An der Ostsee herrscht oft Wind, das mag man in den heißen Sommern der vergangenen drei, vier Jahre vergessen haben. In jüngsten kühlen Wochen aber erinnerten sich ältere Badegäste an die Gebräuche aus meiner Kindheit. Damals war es so windig, dass das Ensemble aus Stangen und langem Tuch, der sogenannte Windschutz, nur wenig schützte. Erfolgreicher war es, eine Burg zu bauen. So konnten die Strandferien auch gleich unter „aktiver Erholung“ gezählt werden – eine Formulierung, die mein Vater sehr schätzte, um uns Kinder zu gewissen Arbeiten anzuhalten.

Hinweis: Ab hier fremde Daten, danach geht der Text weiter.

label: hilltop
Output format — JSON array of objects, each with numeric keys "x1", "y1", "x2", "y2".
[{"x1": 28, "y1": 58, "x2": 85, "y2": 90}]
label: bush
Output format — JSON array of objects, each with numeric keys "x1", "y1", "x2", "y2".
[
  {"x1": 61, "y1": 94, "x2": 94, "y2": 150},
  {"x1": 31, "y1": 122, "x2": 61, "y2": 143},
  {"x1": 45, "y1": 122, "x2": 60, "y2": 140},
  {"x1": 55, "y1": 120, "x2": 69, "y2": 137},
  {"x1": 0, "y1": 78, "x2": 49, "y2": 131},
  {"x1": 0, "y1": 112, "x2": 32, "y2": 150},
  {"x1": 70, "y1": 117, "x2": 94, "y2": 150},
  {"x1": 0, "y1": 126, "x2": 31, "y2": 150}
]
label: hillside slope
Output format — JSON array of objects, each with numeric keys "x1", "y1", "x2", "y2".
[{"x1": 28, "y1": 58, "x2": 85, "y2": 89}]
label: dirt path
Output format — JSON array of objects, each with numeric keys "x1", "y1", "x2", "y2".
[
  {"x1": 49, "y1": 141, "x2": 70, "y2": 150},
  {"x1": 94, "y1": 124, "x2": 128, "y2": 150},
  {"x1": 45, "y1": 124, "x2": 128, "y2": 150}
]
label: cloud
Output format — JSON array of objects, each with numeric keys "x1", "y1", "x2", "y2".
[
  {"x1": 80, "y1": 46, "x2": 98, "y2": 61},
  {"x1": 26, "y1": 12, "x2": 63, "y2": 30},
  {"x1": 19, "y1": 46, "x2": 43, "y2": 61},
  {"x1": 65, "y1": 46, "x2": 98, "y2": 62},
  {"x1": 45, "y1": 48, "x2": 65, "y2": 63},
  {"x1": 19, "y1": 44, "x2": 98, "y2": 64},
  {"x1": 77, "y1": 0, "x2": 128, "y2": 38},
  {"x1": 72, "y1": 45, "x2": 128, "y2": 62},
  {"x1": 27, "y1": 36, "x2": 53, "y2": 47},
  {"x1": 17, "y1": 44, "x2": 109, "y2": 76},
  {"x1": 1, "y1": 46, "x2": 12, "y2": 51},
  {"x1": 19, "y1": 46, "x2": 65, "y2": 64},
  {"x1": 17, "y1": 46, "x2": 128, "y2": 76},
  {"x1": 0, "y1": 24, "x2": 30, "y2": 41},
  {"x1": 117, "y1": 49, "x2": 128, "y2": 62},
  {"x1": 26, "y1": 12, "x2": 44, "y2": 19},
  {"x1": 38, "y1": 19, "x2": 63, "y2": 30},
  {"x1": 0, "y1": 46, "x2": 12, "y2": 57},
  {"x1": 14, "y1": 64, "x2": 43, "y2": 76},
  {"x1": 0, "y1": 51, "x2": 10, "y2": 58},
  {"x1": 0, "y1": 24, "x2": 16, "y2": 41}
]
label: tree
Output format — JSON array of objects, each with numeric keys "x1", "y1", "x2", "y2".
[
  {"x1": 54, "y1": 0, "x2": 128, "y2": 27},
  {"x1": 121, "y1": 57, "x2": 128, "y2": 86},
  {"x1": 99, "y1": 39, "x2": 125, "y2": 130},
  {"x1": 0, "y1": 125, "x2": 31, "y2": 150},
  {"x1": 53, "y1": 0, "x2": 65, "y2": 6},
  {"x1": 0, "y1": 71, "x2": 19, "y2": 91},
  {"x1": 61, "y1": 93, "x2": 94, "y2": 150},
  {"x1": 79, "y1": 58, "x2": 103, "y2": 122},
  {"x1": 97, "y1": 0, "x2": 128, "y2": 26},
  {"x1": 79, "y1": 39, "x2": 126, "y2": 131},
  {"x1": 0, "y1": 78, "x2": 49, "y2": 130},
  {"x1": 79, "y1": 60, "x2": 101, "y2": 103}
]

Also wurde zunächst kreisförmig Sand um eine Fläche gehäuft, in der sich eine vierköpfige Familie mit Handtüchern und Kühltasche ausstrecken konnte. Dann musste dieser Sandwall stabilisiert werden, mit Wasser und vor allem mit angeschwemmten oder von den angrenzenden Wäldern herübergewehtem Holz. Nach einigen Stunden oder mehreren Tagen war die Strandburg fertig. Aber so sah sie verwechselbar aus. Es konnte passieren, dass man morgens das eigene Bauwerk durch andere Badegäste besetzt vorfand. Ostseefreunde haben ja ähnliche Vorlieben.
Unsere Festung brauchte Schmuck. Auch der fand sich in ausreichender Menge in unmittelbarer Umgebung oder spaziergangsfern (aktive Erholung!). Plaste- oder Glasflaschen von Sonnenschutzmitteln oder Erfrischungsgetränken, die in Ermangelung von Papierkörben oder aus Frevel weggeworfen waren, fanden an unserem wilden Holzzaun eine neue Verwendung. Grün und blau blinkten sie in der Sonne.
Und dann waren da noch die Milchschachteln. Als Kind entwickelte ich eine Leidenschaft für Tetrapacks von Milch. In der DDR gab es die praktisch nicht; die den Ost-Berlinern bekannte H-Milch wurde in Rostock, wo ich aufwuchs, nur mittwochs in der Langen Straße unter großem Andrang verkauft. Die Ostsee jedoch brachte bunte Packungen mit Kühen oder Kleeblättern, mit Eimerchen oder Blumen bedruckt, mit Schrift in vielen Sprachen zu uns an die Küste. Bald wollte ich die Milchschachteln nicht mehr auf die Stöcker spießen. Ich nahm sie mit nach Hause, sortierte sie nach Ländern und pflegte sie wie eine Briefmarkensammlung. In milchiger Hinsicht wurde ich damals polyglott. Leider hat meine Mutter irgendwann eine Ferienlagerreise von mir genutzt, die Exponate zu entsorgen. Sie kam mit dem Geruch nicht klar, den das Meer nicht ganz ausgewaschen hatte.